Tips & Best Practices

  • Relative frequencies sum to exactly 1.0 (100%). If they don't, there's a rounding error — check the raw fractions.
  • Cumulative relative frequency at the last value should always be 1.0 (100%).
  • The mode is the value with the highest relative frequency — it's highlighted in the bar chart.
  • Shannon entropy measures "surprise" or "information": high entropy means values are evenly distributed, low entropy means one value dominates.
  • For continuous data, you need to group values into classes first — use the frequency distribution calculator instead.
  • Relative frequency is the empirical ("observed") probability. As sample size increases, it converges to the true probability (law of large numbers).

Relative Frequency as a Data Summary

Relative frequency is the count for one value divided by the total number of observations. It is the simplest normalized description of a dataset, so the same table can be used even when sample sizes differ.
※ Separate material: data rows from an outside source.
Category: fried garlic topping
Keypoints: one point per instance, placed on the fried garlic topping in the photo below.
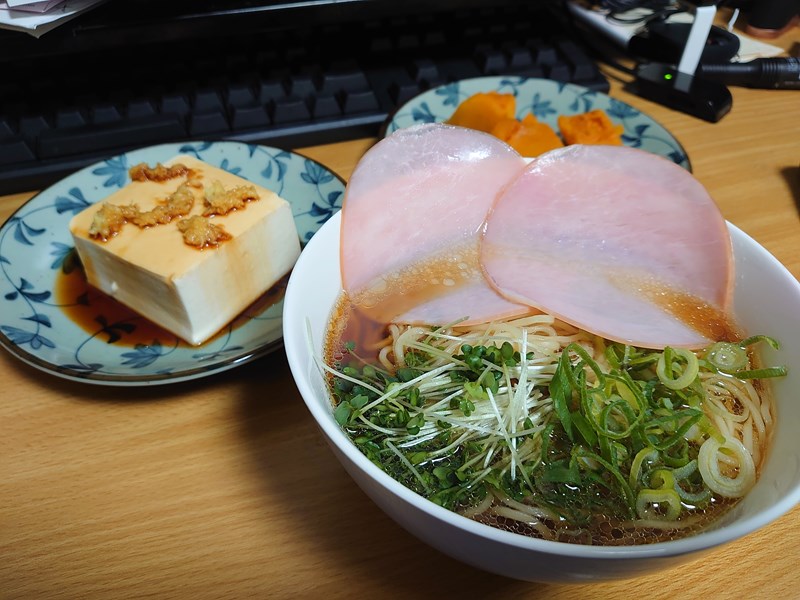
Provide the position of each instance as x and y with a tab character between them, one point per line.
219	201
108	221
143	172
110	218
178	204
200	232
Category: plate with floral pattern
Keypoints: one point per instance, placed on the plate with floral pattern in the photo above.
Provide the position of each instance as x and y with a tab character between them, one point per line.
54	324
546	99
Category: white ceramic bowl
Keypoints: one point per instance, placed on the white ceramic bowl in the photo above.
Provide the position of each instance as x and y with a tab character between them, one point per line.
767	301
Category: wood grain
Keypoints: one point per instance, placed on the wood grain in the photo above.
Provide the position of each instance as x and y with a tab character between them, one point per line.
223	487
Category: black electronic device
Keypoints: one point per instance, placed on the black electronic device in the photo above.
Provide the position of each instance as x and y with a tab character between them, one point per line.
286	73
707	100
664	41
778	73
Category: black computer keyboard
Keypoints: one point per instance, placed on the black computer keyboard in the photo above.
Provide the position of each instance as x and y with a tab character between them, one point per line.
292	87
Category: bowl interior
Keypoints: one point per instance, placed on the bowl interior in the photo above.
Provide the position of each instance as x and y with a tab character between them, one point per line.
766	299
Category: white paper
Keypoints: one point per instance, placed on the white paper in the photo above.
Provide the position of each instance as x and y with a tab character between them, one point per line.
37	24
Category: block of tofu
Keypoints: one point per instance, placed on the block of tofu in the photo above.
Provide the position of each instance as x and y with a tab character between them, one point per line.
191	291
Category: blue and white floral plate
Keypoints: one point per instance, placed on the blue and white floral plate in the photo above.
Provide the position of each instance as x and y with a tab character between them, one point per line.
546	99
36	249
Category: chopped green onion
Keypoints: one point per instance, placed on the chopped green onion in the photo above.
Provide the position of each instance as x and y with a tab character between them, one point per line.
666	368
727	357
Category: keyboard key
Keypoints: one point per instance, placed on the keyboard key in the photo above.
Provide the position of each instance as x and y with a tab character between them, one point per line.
240	95
402	91
350	81
543	53
248	117
269	89
424	69
100	138
104	113
455	69
492	62
207	101
70	117
6	128
358	102
301	86
15	150
175	104
559	71
325	106
206	123
140	108
582	67
290	109
32	125
518	58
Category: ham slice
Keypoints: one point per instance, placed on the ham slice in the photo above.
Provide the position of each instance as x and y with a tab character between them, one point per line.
411	221
614	240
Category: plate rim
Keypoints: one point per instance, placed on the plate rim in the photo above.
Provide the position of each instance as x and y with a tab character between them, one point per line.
132	380
384	131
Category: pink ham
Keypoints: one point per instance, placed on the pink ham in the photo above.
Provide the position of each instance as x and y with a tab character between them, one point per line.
411	222
617	241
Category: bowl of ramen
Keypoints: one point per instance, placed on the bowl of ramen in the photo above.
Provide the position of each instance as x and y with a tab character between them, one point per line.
528	445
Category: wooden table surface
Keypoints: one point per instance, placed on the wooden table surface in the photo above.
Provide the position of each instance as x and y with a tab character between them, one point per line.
223	488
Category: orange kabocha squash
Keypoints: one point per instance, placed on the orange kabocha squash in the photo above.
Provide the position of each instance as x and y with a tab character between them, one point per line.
593	127
482	111
529	137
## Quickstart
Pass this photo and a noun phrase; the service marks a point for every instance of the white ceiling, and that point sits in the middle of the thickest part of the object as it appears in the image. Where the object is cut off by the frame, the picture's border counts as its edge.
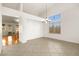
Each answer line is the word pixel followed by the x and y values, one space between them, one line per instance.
pixel 39 9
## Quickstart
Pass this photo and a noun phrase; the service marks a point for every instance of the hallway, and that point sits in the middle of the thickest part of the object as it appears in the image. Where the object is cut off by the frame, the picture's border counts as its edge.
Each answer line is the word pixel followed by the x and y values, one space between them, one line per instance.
pixel 42 47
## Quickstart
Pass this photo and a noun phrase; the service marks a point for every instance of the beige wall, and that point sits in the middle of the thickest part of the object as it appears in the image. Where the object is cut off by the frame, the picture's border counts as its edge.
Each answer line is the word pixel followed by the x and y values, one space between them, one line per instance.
pixel 0 29
pixel 69 26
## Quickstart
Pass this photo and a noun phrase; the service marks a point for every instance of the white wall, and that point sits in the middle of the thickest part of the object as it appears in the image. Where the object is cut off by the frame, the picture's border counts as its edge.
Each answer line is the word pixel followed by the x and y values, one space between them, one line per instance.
pixel 30 26
pixel 69 26
pixel 0 29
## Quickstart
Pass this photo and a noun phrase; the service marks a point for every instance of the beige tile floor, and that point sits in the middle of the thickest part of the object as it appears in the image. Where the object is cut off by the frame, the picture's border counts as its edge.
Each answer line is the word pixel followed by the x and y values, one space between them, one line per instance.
pixel 42 47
Reading the Cumulative Columns

Cumulative frequency tells you how many observations are at or below a value. Cumulative relative frequency shows the same idea as a fraction or percentage, which makes percentile-style interpretation straightforward.

Entropy and Spread

Shannon entropy is highest when the values are evenly distributed and lowest when one value dominates. For a discrete dataset, it gives a quick way to compare concentration without having to inspect every row of the table.

Sources & Methodology

Last updated:

Frequently Asked Questions

  • Relative frequency is the proportion of observations that have a specific value: frequency / total count. It ranges from 0 (value never appears) to 1 (all observations are this value). Multiplied by 100, it gives the percentage. Relative frequencies always sum to 1.0 (or 100%) across all values.